= Robert L. Bradley Jr. =

American economist and energy analyst

Robert L. Bradley Jr. (born June 17, 1955) is CEO and founder of the Institute for Energy Research, a think tank that supports fossil fuels. and that has been described as a front group for the fossil fuel industry. Bradley is a senior fellow at the American Institute for Economic Research (AIER), as well as Energy and Climate Change fellow of the Institute of Economic Affairs in London.

==Biography==
Bradley grew up in Houston, Texas. He graduated from the Kinkaid School in 1973. He received a B.A. in economics from Rollins College. He attended Rollins on a full athletic scholarship and was captain and MVP of the men's tennis team in 1977. He went on to receive a master's degree in economics from the University of Houston in 1980 (thesis: "Interpretations of the Wicksellian Idea") and in 1985 a Ph.D. in political economy from International College, Los Angeles, where the chairman of his dissertation committee was Murray Rothbard. He spent the summer of 1977 in residence at the Institute for Humane Studies in Menlo Park, California, studying with Austrian-school economists, including Rothbard and Nobel Laureate F. A. Hayek.

==Career==
Bradley spent nearly 20 years in the business world, including 16 years at Enron, where for the last seven years he was corporate director for public policy analysis and speechwriter for Kenneth L. Lay. His opposition to the company's so-called "green" energy policy is recounted on his web site PoliticalCapitalism.org.
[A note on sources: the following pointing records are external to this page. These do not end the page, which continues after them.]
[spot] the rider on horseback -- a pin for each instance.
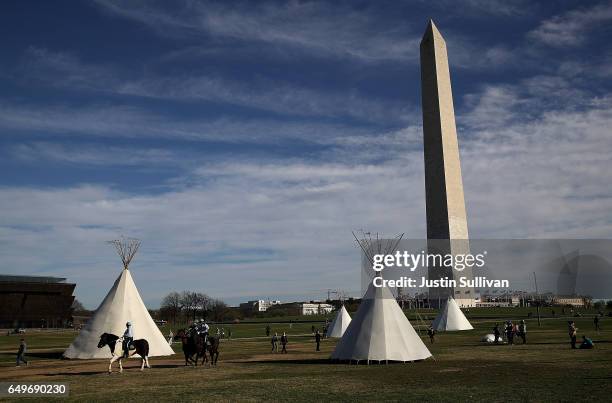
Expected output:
(128, 337)
(203, 330)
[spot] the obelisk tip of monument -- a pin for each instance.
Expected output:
(431, 32)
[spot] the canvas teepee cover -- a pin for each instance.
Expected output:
(451, 318)
(339, 324)
(122, 304)
(380, 331)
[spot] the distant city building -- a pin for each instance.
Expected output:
(33, 301)
(572, 301)
(315, 308)
(259, 305)
(504, 300)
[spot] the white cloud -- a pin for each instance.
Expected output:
(250, 223)
(572, 28)
(327, 29)
(65, 70)
(131, 122)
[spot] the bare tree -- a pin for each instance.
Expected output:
(126, 248)
(190, 302)
(77, 306)
(218, 310)
(172, 306)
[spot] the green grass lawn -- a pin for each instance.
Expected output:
(462, 369)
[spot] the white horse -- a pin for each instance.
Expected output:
(115, 343)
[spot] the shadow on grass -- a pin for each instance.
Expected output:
(328, 361)
(83, 373)
(45, 355)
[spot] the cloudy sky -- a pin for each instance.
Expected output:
(243, 141)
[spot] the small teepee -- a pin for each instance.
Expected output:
(339, 324)
(379, 330)
(121, 304)
(451, 318)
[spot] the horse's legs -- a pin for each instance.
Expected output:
(110, 364)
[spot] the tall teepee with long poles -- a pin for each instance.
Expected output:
(379, 330)
(122, 304)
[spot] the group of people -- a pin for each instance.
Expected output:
(283, 340)
(511, 330)
(572, 331)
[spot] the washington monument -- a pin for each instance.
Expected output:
(447, 230)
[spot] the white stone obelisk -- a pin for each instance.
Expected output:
(447, 230)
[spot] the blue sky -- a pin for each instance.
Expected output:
(243, 141)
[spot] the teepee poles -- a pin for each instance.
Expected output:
(126, 249)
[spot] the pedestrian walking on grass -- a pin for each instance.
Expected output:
(572, 330)
(496, 332)
(21, 353)
(510, 332)
(431, 332)
(596, 323)
(523, 331)
(318, 340)
(284, 342)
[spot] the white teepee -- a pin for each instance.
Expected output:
(339, 324)
(380, 331)
(122, 304)
(451, 318)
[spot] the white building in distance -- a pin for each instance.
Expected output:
(259, 305)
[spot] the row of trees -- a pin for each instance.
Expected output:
(187, 306)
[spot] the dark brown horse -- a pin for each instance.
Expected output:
(193, 345)
(111, 340)
(213, 349)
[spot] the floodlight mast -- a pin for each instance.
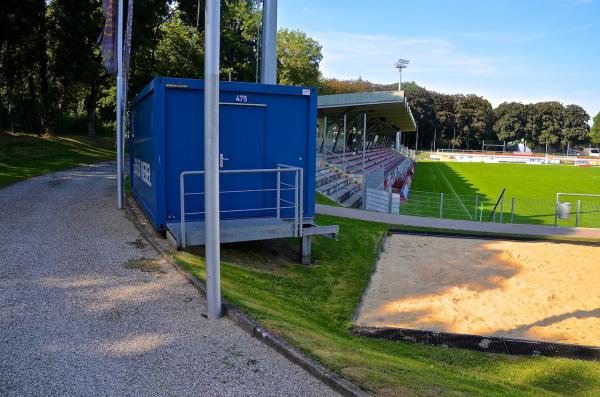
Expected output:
(212, 245)
(401, 64)
(268, 66)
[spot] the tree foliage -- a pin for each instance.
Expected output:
(298, 58)
(52, 75)
(595, 131)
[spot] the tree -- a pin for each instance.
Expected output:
(240, 31)
(298, 58)
(445, 109)
(510, 121)
(550, 121)
(422, 105)
(474, 118)
(576, 128)
(595, 131)
(179, 52)
(23, 62)
(76, 64)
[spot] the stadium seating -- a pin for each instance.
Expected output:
(335, 176)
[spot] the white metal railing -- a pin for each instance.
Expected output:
(297, 188)
(345, 167)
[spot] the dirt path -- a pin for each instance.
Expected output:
(86, 310)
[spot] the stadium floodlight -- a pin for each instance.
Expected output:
(401, 64)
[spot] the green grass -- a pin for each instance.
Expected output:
(24, 156)
(533, 187)
(312, 307)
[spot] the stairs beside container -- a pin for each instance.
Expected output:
(338, 186)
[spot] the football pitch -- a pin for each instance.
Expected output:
(471, 190)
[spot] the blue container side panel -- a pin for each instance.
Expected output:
(184, 118)
(260, 126)
(142, 152)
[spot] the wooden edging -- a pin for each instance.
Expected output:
(248, 324)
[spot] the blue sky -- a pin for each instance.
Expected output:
(504, 50)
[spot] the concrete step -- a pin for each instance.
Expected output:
(327, 178)
(354, 201)
(343, 194)
(334, 186)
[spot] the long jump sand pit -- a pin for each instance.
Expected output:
(528, 290)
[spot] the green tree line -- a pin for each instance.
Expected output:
(465, 121)
(52, 76)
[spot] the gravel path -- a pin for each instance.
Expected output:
(81, 315)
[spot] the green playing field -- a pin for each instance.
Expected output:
(470, 191)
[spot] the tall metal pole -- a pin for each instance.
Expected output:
(364, 140)
(120, 198)
(400, 80)
(344, 150)
(417, 140)
(212, 29)
(454, 139)
(268, 66)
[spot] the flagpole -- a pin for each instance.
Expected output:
(120, 152)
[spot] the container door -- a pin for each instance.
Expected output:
(242, 144)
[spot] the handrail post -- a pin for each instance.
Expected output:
(502, 210)
(301, 212)
(296, 204)
(182, 207)
(556, 210)
(512, 211)
(278, 193)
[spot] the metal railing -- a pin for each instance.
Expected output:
(297, 188)
(345, 167)
(585, 210)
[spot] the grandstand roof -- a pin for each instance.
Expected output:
(390, 106)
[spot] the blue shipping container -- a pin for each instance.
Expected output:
(261, 126)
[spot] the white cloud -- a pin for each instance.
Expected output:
(348, 55)
(441, 65)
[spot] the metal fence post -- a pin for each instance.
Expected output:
(512, 211)
(296, 204)
(278, 193)
(502, 210)
(556, 210)
(182, 207)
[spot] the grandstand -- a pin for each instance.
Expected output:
(360, 147)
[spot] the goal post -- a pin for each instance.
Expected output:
(493, 145)
(563, 208)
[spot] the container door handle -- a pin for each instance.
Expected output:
(222, 159)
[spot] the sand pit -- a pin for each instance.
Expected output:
(515, 289)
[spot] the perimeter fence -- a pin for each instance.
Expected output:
(584, 212)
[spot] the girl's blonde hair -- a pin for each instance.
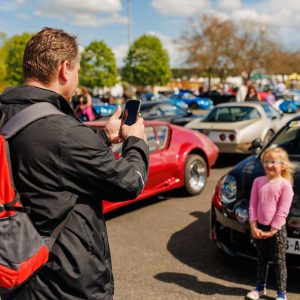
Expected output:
(287, 167)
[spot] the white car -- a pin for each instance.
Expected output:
(234, 126)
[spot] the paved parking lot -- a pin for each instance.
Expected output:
(162, 250)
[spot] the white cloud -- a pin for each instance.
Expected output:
(91, 13)
(72, 7)
(171, 46)
(23, 16)
(94, 21)
(180, 7)
(228, 5)
(251, 14)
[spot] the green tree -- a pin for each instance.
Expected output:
(147, 63)
(98, 66)
(15, 47)
(209, 46)
(3, 53)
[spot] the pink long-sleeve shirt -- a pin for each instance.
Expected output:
(270, 201)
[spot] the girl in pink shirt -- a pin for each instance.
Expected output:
(270, 202)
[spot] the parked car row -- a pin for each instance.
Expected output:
(229, 215)
(234, 126)
(179, 159)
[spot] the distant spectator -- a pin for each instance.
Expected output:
(280, 87)
(270, 98)
(241, 93)
(252, 94)
(85, 110)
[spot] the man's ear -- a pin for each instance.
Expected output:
(64, 71)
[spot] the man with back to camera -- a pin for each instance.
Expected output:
(61, 166)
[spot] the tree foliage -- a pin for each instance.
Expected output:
(224, 48)
(147, 63)
(98, 66)
(209, 45)
(14, 50)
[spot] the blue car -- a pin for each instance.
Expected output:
(103, 109)
(192, 101)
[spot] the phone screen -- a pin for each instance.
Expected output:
(131, 110)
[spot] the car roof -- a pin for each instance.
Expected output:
(242, 104)
(101, 123)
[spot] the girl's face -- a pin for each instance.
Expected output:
(273, 166)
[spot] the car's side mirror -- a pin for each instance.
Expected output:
(256, 146)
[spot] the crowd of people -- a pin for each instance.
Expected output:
(58, 151)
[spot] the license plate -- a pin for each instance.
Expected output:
(293, 246)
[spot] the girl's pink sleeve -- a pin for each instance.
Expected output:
(283, 206)
(253, 202)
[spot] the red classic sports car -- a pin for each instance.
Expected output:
(179, 158)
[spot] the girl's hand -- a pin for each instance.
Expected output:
(269, 234)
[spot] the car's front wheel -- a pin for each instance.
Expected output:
(195, 174)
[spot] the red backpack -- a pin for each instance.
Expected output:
(22, 250)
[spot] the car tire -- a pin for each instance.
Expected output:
(194, 105)
(268, 136)
(195, 174)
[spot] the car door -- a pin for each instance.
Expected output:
(168, 154)
(156, 163)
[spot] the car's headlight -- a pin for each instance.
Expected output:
(228, 190)
(241, 214)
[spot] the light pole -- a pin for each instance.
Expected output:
(129, 21)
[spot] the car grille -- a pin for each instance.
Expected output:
(236, 240)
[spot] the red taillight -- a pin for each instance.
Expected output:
(216, 198)
(222, 137)
(231, 137)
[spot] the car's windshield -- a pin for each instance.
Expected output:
(289, 139)
(232, 114)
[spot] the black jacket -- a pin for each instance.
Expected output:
(59, 164)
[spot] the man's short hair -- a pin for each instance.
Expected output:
(46, 51)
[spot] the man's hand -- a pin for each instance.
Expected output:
(112, 127)
(256, 233)
(137, 129)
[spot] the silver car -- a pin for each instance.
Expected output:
(234, 126)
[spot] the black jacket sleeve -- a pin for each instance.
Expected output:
(89, 166)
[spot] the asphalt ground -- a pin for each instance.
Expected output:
(161, 250)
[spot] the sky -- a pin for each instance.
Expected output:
(108, 20)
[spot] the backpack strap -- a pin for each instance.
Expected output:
(27, 116)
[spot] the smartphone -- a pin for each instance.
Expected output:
(131, 111)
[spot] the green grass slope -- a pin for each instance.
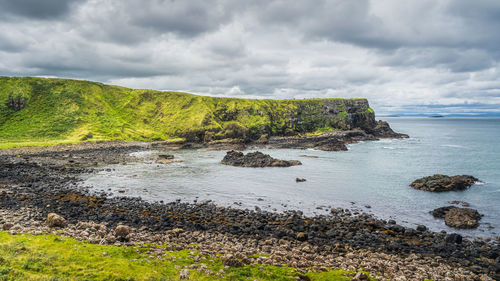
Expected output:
(51, 257)
(42, 111)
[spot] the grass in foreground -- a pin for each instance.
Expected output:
(51, 257)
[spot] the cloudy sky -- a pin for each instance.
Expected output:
(414, 56)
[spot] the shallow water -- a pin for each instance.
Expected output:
(371, 177)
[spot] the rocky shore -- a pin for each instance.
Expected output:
(37, 181)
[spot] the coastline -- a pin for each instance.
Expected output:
(43, 180)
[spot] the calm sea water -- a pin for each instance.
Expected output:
(371, 177)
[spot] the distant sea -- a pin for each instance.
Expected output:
(370, 177)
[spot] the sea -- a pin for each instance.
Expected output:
(371, 177)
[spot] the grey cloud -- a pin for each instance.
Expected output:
(453, 59)
(37, 9)
(395, 53)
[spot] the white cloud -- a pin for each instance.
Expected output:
(401, 55)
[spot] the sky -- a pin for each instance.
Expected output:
(413, 56)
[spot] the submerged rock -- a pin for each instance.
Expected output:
(439, 183)
(255, 159)
(458, 217)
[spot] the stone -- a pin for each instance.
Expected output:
(121, 231)
(165, 156)
(421, 228)
(7, 226)
(255, 159)
(184, 274)
(302, 236)
(230, 260)
(462, 218)
(360, 276)
(453, 238)
(440, 183)
(55, 220)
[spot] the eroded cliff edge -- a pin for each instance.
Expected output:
(62, 110)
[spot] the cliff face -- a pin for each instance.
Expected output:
(70, 110)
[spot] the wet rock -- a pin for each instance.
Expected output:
(440, 183)
(165, 156)
(255, 159)
(302, 236)
(55, 220)
(458, 217)
(421, 228)
(230, 260)
(7, 226)
(464, 204)
(462, 218)
(184, 274)
(360, 276)
(122, 231)
(453, 238)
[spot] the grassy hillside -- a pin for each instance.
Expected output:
(50, 257)
(40, 110)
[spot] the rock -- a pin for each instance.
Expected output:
(121, 231)
(421, 228)
(230, 260)
(441, 211)
(453, 238)
(184, 274)
(464, 204)
(55, 220)
(255, 159)
(360, 276)
(439, 183)
(458, 217)
(462, 218)
(383, 130)
(308, 156)
(7, 226)
(165, 156)
(302, 236)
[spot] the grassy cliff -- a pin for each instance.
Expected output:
(40, 110)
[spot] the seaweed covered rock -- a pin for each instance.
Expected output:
(439, 183)
(458, 217)
(255, 159)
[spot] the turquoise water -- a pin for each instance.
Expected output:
(371, 177)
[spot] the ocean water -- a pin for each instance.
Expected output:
(371, 177)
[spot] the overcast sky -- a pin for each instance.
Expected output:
(428, 56)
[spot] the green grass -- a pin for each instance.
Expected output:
(51, 257)
(70, 111)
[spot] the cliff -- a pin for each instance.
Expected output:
(62, 110)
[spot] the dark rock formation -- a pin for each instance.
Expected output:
(383, 130)
(255, 159)
(439, 183)
(458, 217)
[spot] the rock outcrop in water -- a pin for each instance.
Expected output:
(255, 159)
(457, 217)
(440, 183)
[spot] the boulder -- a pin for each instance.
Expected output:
(255, 159)
(230, 260)
(55, 220)
(458, 217)
(439, 183)
(121, 231)
(462, 218)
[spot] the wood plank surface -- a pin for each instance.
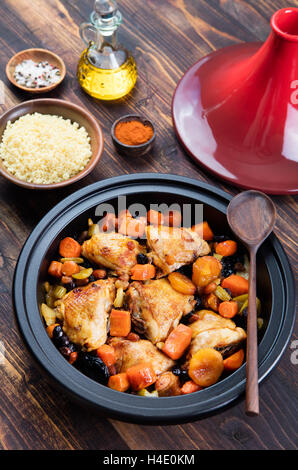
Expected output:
(166, 37)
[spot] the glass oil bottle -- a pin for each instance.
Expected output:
(106, 70)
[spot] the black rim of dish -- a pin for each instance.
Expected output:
(125, 406)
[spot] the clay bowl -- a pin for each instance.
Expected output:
(68, 111)
(133, 150)
(37, 55)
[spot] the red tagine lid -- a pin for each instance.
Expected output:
(236, 110)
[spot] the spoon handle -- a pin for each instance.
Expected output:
(252, 389)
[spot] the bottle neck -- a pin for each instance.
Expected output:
(107, 39)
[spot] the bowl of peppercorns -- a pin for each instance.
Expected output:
(36, 70)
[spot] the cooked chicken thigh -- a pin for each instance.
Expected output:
(112, 250)
(130, 353)
(213, 331)
(85, 313)
(172, 247)
(157, 308)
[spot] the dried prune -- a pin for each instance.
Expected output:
(93, 367)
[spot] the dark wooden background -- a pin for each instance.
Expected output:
(166, 37)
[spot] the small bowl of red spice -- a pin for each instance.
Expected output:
(133, 135)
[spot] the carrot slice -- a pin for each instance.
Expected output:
(132, 337)
(66, 279)
(177, 341)
(108, 222)
(173, 218)
(51, 328)
(204, 231)
(210, 288)
(141, 376)
(206, 366)
(155, 217)
(234, 361)
(211, 301)
(228, 309)
(226, 248)
(55, 269)
(189, 387)
(107, 354)
(205, 270)
(238, 285)
(143, 272)
(119, 382)
(182, 283)
(99, 273)
(69, 268)
(69, 248)
(120, 323)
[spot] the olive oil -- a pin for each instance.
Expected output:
(106, 84)
(106, 70)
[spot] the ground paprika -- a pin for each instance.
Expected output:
(133, 132)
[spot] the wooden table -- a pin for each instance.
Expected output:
(166, 37)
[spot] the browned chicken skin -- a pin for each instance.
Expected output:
(213, 331)
(173, 247)
(130, 353)
(157, 308)
(112, 250)
(85, 313)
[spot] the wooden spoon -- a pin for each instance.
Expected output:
(251, 216)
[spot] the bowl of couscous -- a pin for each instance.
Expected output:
(48, 143)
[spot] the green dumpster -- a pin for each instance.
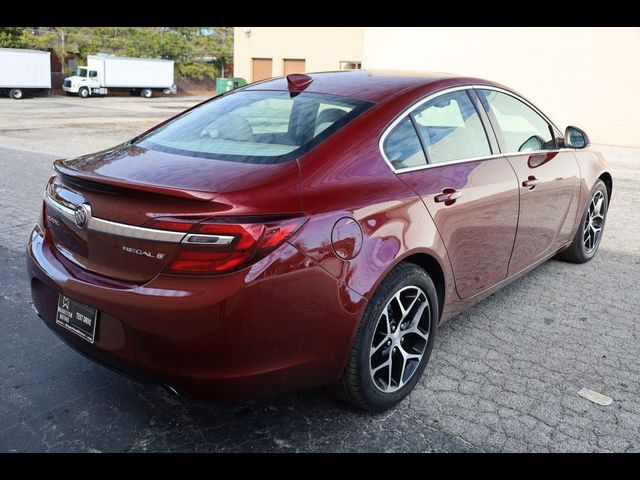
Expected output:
(227, 84)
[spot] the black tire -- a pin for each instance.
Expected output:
(16, 93)
(356, 384)
(579, 251)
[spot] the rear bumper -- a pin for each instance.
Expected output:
(282, 324)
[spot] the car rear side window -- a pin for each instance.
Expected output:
(451, 128)
(402, 146)
(255, 126)
(522, 129)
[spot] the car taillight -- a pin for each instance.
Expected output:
(218, 245)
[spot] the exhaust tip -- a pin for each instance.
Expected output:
(169, 389)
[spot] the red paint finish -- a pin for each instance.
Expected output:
(479, 228)
(287, 320)
(548, 205)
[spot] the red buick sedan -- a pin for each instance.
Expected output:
(309, 230)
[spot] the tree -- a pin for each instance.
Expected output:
(11, 37)
(198, 52)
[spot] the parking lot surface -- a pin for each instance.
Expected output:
(503, 376)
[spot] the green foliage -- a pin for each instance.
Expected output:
(198, 52)
(11, 37)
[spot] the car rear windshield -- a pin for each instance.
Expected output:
(255, 126)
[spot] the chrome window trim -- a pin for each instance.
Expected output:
(130, 231)
(407, 111)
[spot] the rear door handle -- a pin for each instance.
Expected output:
(530, 182)
(448, 196)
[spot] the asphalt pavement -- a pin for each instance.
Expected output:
(503, 376)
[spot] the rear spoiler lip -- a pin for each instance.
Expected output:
(60, 167)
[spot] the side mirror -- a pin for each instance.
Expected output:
(532, 144)
(575, 138)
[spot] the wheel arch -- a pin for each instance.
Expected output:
(608, 181)
(432, 266)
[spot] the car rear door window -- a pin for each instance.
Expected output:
(402, 146)
(451, 128)
(522, 129)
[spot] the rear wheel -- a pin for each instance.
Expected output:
(394, 341)
(589, 234)
(15, 93)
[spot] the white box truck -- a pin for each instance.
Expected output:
(24, 71)
(141, 76)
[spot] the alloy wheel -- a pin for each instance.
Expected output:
(400, 339)
(592, 228)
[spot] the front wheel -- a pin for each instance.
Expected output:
(394, 341)
(589, 235)
(15, 93)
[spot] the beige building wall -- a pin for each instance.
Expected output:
(586, 76)
(322, 48)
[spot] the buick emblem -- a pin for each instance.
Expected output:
(82, 215)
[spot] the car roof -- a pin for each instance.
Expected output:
(370, 85)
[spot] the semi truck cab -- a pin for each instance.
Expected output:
(84, 83)
(139, 76)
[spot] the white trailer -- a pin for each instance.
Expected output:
(23, 71)
(141, 76)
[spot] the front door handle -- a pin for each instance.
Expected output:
(530, 182)
(448, 196)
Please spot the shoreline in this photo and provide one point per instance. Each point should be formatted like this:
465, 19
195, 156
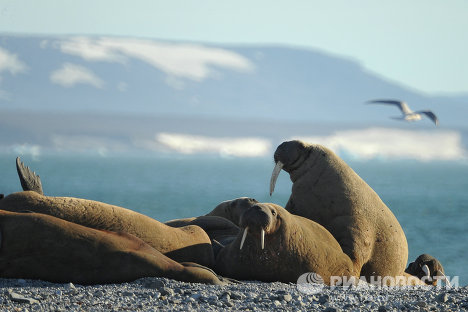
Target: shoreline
161, 293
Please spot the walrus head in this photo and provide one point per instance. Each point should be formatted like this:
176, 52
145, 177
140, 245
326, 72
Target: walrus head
233, 209
426, 268
288, 156
260, 220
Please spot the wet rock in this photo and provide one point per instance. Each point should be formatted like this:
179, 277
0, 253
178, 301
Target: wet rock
443, 297
323, 299
20, 298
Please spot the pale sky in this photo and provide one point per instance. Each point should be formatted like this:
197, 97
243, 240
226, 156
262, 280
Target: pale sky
422, 44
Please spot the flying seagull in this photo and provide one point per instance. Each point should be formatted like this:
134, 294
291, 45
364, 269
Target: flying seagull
408, 114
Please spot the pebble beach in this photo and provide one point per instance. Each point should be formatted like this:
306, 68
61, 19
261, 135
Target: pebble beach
154, 294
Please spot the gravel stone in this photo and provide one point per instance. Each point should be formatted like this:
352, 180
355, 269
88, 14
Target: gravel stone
147, 295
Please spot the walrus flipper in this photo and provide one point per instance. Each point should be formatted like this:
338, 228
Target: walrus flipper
30, 181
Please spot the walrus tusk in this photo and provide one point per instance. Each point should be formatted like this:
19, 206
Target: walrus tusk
426, 271
243, 237
263, 239
274, 176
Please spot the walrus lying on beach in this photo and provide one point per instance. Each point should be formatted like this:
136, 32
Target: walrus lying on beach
326, 190
279, 246
39, 246
222, 223
184, 244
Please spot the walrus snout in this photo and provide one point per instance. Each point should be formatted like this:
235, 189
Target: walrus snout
259, 219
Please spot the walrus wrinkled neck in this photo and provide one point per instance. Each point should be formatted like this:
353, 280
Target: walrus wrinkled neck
302, 165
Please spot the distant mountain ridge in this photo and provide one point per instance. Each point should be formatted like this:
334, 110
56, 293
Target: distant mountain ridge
142, 76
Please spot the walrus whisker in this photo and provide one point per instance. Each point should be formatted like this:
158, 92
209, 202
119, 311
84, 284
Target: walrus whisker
263, 238
274, 175
243, 237
445, 279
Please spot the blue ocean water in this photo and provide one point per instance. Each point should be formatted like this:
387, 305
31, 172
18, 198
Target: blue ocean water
429, 199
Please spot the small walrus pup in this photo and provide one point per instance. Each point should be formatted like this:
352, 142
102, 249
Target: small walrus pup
279, 246
184, 244
40, 246
326, 190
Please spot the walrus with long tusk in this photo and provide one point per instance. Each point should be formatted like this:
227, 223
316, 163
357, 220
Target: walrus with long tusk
39, 246
326, 190
279, 246
184, 244
222, 223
He has been a senior research fellow at the University of Houston and at the Center for Energy Economics at the University of Texas at Austin. He received the Julian L. Simon Memorial Award in 2002 for his work on free market approaches to energy sustainability.

He is the author of eight books on energy history and policy, including The Mirage of Oil Protection (1989); Oil, Gas, and Government: The U.S. Experience (2 vols.: 1996). Julian Simon and the Triumph of Energy Sustainability (2000); Climate Alarmism Reconsidered (2003); and (with Richard Fulmer) Energy: The Master Resource (2004), which Milton Friedman described as a "splendid" book that "effectively debunks the widespread predictions of energy doom."

Bradley has edited two autobiographies: Done In Oil by J. Howard Marshall II (Texas A&M University Press, 1994) and Everyone Wins! A Life in Free Enterprise by Gordon Cain (Chemical Heritage Foundation, 1997).

Bradley wrote Political Capitalism: A Tetralogy, a business history and business best-practices book which documents the rise and fall of Enron. His first book, Capitalism at Work: Business, Government, and Energy (2009), was followed by Edison to Enron: Energy Markets and Political Strategies (2011) and Enron Ascending: The Forgotten Years, 1984–1996 (2018). The final volume, Contra-Capitalism: Enron and Beyond, is planned for publication in 2026, the twenty-fifth anniversary of the company's fall.

In late 2008, Bradley founded the free-market and pro-fossil fuel energy blog MasterResource. It has supported greater fossil fuel use and pushed climate denial talking points. In January 2014, it was ranked a top twenty-five 'green blog' by Technorati.